L'étrange est que, au milieu de ses effusions adressées à l'empereur Alexandre, des galanteries qu'elle écrit à M. de la Rochefoucauld, des conseils qu'elle donne à son frère sur la conduite qu'il doit tenir à Vienne, elle ne glisse pas, durant ces vingt premiers jours d'octobre, un mot qui ait rapport à son procès. Il semble qu'elle ait oublié qu'elle en eût un, qu'elle ne réalise pas que, durant ce temps, les formalités s'accomplissent et que, faute par elle de suivre le conseil que lui donnent l'empereur. Alexandre, son frère Eugène, tous ceux qu'elle consulte et tous ceux qu'elle devrait écouter, faute de rendre à Louis son fils aîné, elle court au plus scandaleux des procès et à un échec inévitable. Mais elle s'est butée à son idée, et ce côté de son caractère qui est l'entêtement, l'entêtement invincible que nul ne saurait raisonner, apparaît ici avec une netteté surprenante : elle écrit à Alexandre le 26 octobre : Décidément je n'ai pu rien obtenir de mon mari ; il vient d'envoyer sa procuration à ses hommes d'affaires. Il veut absolument mon fils. Je sens que je sacrifierais mon bonheur à faire ce que je dois, mais, malgré que les lois soient contre moi, je crois de mon devoir de résister encore. L'avenir de mon fils, son bonheur, son éducation, tout serait perdu et, sans espoir de gagner ma cause, je me laisse entraîner dans une affaire qui va faire du bruit et je m'expose à un procès pour conserver mon fils le plus longtemps que je pourrai. Si j'étais sûre qu'il peut être bien, je vous assure que je sacrifierais bien le bonheur de le voir à son bien-être ; mais que puis-je attendre d'une personne qui dit : si je suis malheureux je veux que mon fils le soit aussi ? Vous voyez que ce n'est pas une mère qui parle. Tout le monde me dit que je-perdrai, qu'il faut faire le sacrifice de mon fils, que, selon les lois, il aurait même le droit de me faire venir demeurer avec lui, mais je ne puis que penser : mon fils serais perdu. J'en ai la ferme conviction. Il va donc de mon devoir de tout entreprendre pour le conserver près de moi et c'est ce que je vais faire. Voilà ce qu'elle a résolu, et le reste est compliments, apologie, détraction des hommes qui ne connaissent pas les entrailles maternelles.

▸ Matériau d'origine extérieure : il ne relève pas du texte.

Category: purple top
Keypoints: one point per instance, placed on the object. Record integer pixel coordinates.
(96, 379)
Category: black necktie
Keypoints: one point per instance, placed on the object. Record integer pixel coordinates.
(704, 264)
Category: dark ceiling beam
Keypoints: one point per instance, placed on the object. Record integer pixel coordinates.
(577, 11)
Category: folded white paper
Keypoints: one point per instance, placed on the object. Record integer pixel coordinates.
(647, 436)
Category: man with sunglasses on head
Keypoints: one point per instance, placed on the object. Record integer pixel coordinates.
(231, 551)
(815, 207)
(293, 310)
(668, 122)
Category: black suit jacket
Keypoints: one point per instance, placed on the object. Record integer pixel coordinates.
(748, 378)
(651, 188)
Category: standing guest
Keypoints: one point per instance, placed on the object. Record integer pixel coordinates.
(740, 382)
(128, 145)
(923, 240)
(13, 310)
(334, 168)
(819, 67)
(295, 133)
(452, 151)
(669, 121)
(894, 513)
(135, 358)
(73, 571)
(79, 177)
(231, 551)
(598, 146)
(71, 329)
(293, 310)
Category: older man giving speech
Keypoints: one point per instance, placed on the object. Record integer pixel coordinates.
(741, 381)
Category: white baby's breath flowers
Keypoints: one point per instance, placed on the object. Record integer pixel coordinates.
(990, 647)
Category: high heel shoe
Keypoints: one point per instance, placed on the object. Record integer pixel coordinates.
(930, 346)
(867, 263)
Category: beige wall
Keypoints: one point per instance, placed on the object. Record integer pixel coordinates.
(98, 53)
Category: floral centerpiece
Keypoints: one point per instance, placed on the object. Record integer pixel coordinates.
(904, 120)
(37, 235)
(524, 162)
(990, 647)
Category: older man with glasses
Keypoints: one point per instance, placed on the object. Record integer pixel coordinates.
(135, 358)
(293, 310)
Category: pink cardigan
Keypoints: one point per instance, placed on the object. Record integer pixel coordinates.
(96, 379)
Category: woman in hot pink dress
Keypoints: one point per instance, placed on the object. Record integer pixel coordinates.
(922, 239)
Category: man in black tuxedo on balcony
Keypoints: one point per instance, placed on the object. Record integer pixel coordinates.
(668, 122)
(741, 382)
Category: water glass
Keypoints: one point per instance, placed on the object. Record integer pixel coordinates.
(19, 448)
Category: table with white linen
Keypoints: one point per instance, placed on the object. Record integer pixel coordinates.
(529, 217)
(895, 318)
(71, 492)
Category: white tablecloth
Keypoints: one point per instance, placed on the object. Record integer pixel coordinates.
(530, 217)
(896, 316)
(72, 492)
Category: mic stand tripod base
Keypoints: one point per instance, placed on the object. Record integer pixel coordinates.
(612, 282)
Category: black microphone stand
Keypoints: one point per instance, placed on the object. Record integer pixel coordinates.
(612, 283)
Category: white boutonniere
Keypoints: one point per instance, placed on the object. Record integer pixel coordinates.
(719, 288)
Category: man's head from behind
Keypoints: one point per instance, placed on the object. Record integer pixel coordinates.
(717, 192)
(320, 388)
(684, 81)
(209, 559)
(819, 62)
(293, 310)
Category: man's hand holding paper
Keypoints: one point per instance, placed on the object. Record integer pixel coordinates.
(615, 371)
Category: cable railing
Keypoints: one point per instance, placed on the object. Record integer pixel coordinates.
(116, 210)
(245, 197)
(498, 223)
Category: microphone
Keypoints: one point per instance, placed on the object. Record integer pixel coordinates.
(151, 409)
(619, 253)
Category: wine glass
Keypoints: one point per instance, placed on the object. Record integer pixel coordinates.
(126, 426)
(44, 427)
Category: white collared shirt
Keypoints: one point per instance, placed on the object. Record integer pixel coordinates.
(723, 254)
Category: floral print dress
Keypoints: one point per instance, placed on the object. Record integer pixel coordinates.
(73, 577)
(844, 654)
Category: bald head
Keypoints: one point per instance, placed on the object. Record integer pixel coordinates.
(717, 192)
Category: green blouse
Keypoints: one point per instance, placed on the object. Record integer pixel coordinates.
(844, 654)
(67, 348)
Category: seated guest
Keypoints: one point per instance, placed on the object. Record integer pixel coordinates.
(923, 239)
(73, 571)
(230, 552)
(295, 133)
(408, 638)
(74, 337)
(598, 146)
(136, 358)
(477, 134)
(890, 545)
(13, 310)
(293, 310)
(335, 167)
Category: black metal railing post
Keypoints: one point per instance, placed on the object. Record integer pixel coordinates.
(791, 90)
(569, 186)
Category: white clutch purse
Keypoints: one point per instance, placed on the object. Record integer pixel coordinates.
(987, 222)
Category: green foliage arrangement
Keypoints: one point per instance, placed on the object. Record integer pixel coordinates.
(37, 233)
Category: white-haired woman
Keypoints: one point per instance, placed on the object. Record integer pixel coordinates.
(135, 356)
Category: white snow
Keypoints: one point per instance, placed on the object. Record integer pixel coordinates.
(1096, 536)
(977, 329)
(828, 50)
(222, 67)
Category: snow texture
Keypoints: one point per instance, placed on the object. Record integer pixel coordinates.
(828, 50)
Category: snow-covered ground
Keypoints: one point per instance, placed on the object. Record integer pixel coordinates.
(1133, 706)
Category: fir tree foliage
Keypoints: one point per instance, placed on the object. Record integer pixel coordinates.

Tout entreprendre, c'est en effet ce qu'elle va faire. Elle a choisi ses avocats entre ce qui peut passer pour le plus pur en royalisme, le plus violemment hostile aux Bonaparte. C'est d'abord Bellart, qui, en 1814, membre du Conseil général de la Seine, se fit, le 1er avril, promoteur et rédacteur d'une adresse aux Parisiens où on disait : Vos magistrats seraient traîtres envers vous, si, par de viles considérations personnelles, ils comprimaient plus longtemps la voix de leur conscience ; elle leur crie que vous devez tous les maux qui vous accablent à un seul homme, le plus épouvantable oppresseur qui ait pesé sur le genre humain. C'est Roux-Laborie, le secrétaire du Gouvernement provisoire, l'homme qui a inventé et lancé-Maubreuil, qui lui a procuré l'outillage de l'assassinat ; c'est Chauveau-Lagarde, le défenseur de Marie-Antoinette, Bonnet, le défenseur de Moreau, Desèze, le défenseur de Louis XVI. C'est le Conseil près le Chancelier tel qu'il a été rétabli le 19 juin et dont fait encore partie Delacroix-Frainville, le seul qui soit un jurisconsulte et qui se connaisse aux affaires. Cette assemblée devra se réunir le 3 novembre chez M. Desèze.

Elle écrit en même temps à Louis XVIII qui lui fait répondre des phrases polies par M. de Blacas. Sa Majesté, qui est toujours à votre égard dans les mêmes sentiments, me charge de vous transmettre de nouveaux témoignages de sa bienveillante protection. Il ne doute pas que les motifs qui dirigeraient votre conduite dans cette circonstance pénible, ne justifiassent les démarches auxquelles vous-seriez contrainte d'avoir recours et ne vous donnassent ainsi, Madame, les droits les plus assurés à l'équitable appui de notre auguste souverain.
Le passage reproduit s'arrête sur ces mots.